Article signé Henry-Leconte paru dans Masses, n° 7, 20 juin 1933, p. 6-7

Les orgues des cathédrales font plus que de chanter la gloire de Dieu ; elles exhalent aussi l’inquiétude de voir les masses échapper à l’envoûtement de leurs symphonies surnaturelles.

Mais la marche vers l’irreligieux matérialisme est irrévocable. L’Église ne se trompe pas lorsqu’elle voit dans l’évolution –je ne dis même pas la révolution — sa seule véritable ennemie. On peut même l’ériger en principe : L’EGLISE, POLITIQUEMENT, NE SE TROMPE JAMAIS. Une manière à peu près infaillible pour savoir où en est, à un moment précis, le corps social de son évolution, de ses crises de croissance, de ses soubresauts, de ses retours d’âge, c’est de regarder dans le camp des Dieux. Quand ceux-ci s’agitent dans leurs olympes et leurs empyrées, c’est que cela va mal du côté des hommes, que cela va mal pour les Dieux. Quand Zeus précipite du haut des cieux son vorace père (car Saturne dévorait ses enfants), quand le veau d’or remplace Jéhovah, quand les divinités du Nil l’emportent sur celles de Babylone, c’est qu’il se produit quelque chose de décisif parmi les hommes.

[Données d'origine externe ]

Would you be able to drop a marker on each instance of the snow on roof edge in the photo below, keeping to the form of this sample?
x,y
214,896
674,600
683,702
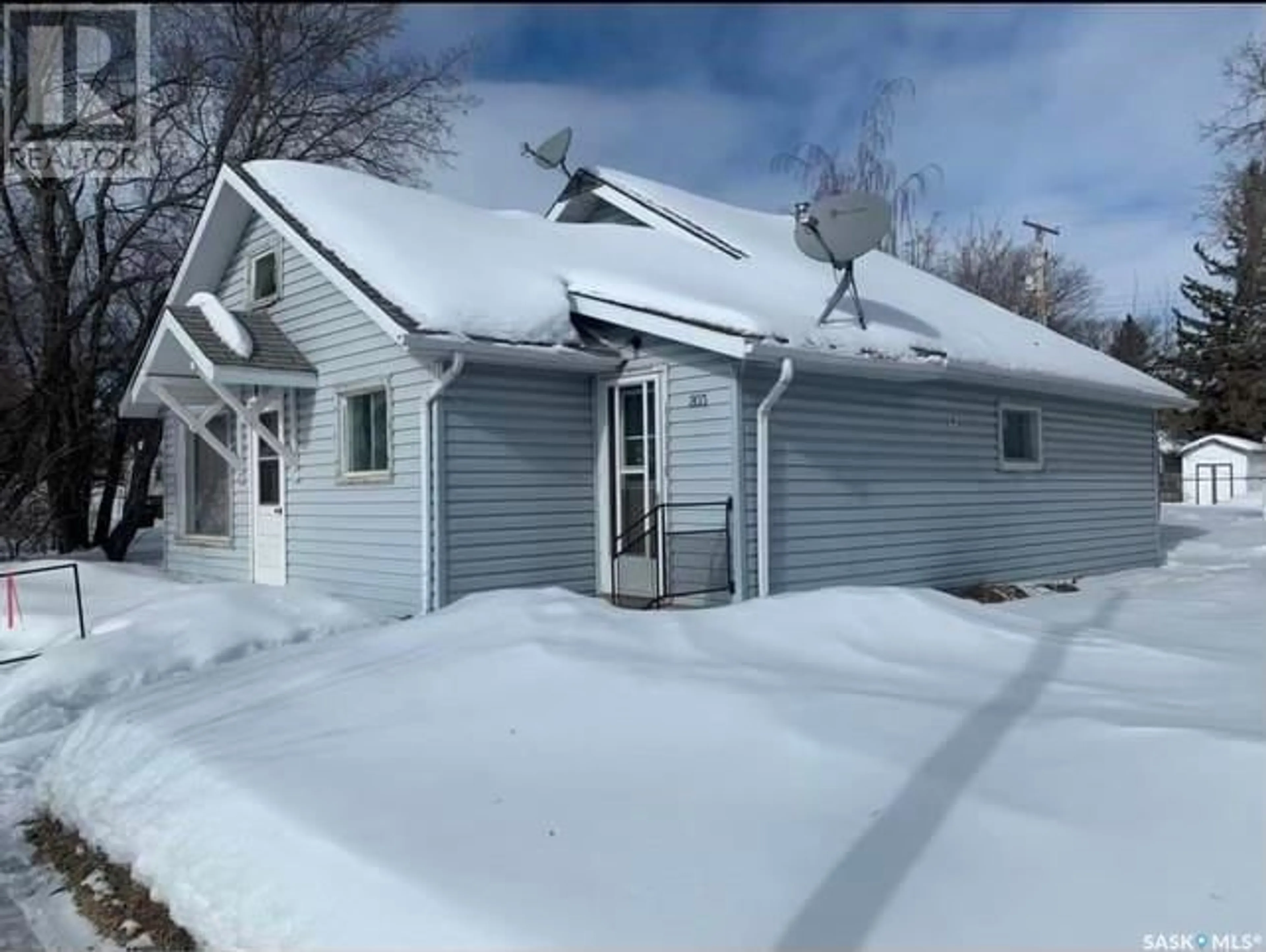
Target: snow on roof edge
x,y
1149,390
1240,444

Jésus de Nazareth, si tendre dans sa solitude, si charmant à travers les poètes, et si horrible à travers ses prêtres, lui, le dernier des Dieux, voici que pâlit son visage, que tombe son crépuscule. Son éternité n’aura pas duré deux mille ans : les temps de l’incroyance sont arrivés.

Ceux qui travaillent de leurs mains étaient nés pour être incrédules. Qu’est-ce que croire, sinon croire aux miracles ? Qu’est-ce que prier, sinon se fier à la magie ? Il n’y a point de miracle dans le travail quotidien des hommes. Ce charron sait trop bien que cette barre d’acier, pour être ronde, ne lui fera pas grâce d’un seul coup de marteau, ni d’une seule étincelle de sa forge ; ce maçon doit à son entrepreneur un nombre strictement déterminé de coups de truelle ; et jamais ce casseur de pierres, sous la langue de feu du soleil, ne s’est vu faire l’escompte d’une seule crispation de son poing, ni d’une goutte de sueur sur son front.

La nature n’est qu’une immense machine, et le compte de ses forces est arrêté une fois pour toutes. Pas moyen de tricher lorsque le muscle humain et la sueur humaine affrontent les éléments. Donnant, donnant. Pour un coup de pioche, une pierre cassée, et non pas deux ; pour un bras qui tire, tant de mètres couverts et tant de poids tiré, pas un millimètre ni un milligramme de plus.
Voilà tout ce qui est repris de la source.